Federer's drive to regain primacy is an inspiration to us all

Fourteen years after he first topped the tennis rankings, the Swiss has become the game's oldest number one

Roger Federer reacts after defeating Robin Haase in the Quarter Final of the Rotterdam Open to become the sport's oldest number one of all time. Michael Kooren / Reuters
Roger Federer reacts after defeating Robin Haase in the Quarter Final of the Rotterdam Open to become the sport's oldest number one of all time. Michael Kooren / Reuters

In 1996, Swiss sports journalist Rene Stauffer encountered a 15-year old Roger Federer at a junior tennis tournament in Zurich. One quote from Stauffer’s hasty locker-room interview speaks volumes to the titan he has become: “One should just be able to play a perfect game.” Few would disagree 22 years later – on the week that Federer, 36, became the oldest number one in the history of the sport – that he has accomplished that aim. Over the course of a record-breaking career, Federer has altered the course of tennis history. He now sits atop the sport for the first time in six years. It was back in February 2004, in the week that Mark Zuckerberg launched Facebook from his Harvard dormitory, that Federer first reached its zenith. Years later he is still beyond compare.

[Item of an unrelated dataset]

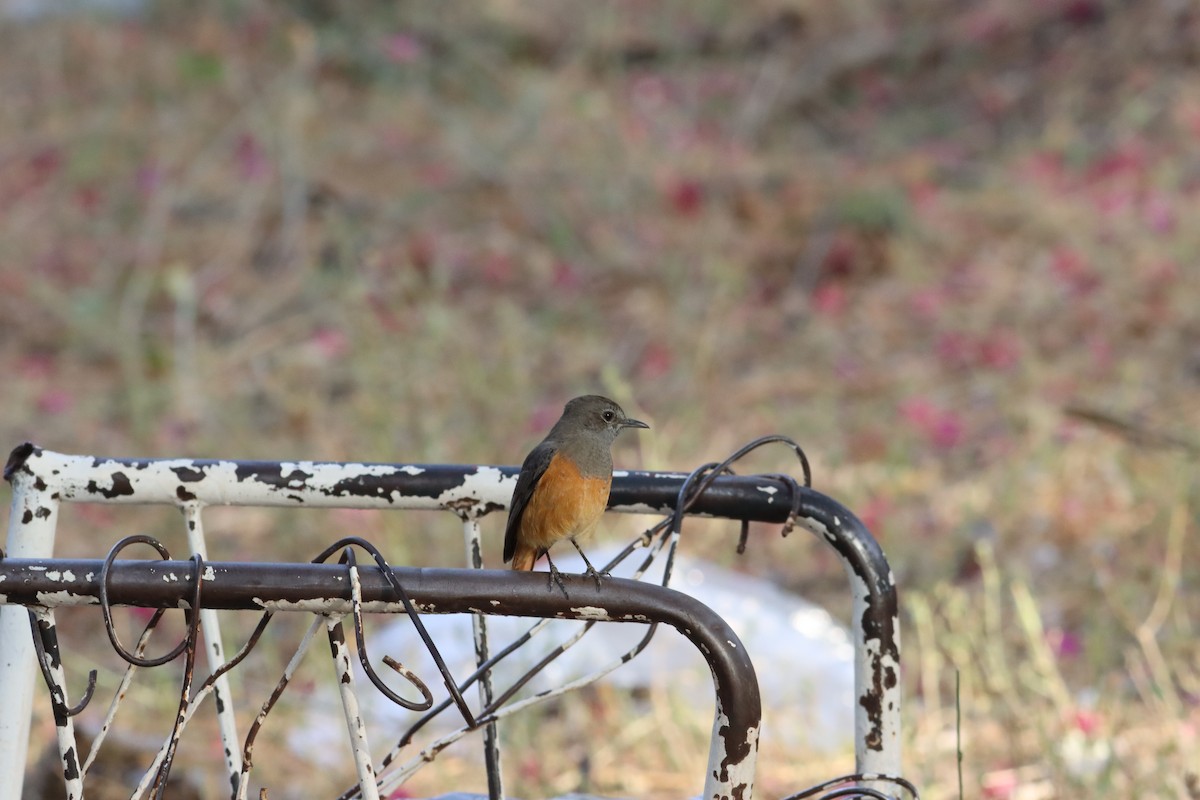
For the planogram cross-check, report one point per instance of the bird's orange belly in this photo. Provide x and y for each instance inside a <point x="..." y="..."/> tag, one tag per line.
<point x="565" y="504"/>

Evolution within the sport in that time make the accomplishment all the more impressive. With fitter and stronger players, more physicality and constantly improvements in racquet technology, tennis has progressively become a young man’s sport. The modern game exerts heavy pressure on joints and ligaments. Rafael Nadal, Novak Djokovic and Andy Murray – tennis giants in their own right – are all fighting to salvage their careers in the face of lingering injuries. It is thanks to Federer’s elegant style – principally his uniquely fluid movement – and his selective choice of tournaments, that he can still top the sport today.

Federer never swears, throws his racquet nor complains. After even the longest of matches, he takes time to engage with fans and attend press conferences. He is as gracious in defeat as he is in victory. A committed humanitarian, his foundation has spent $13m building schools in southern Africa.

Early last year Federer slipped to 17th in the world. With 17 grand slam titles, his place in sporting history was secure. His rivalry with Rafael Nadal was regarded as one of the greatest ever. His fortune was vast. With renewed hunger, he fought back to win three grand slams in the space of a year. Roger Federer’s dedication to rule the sport is an inspiration to us all.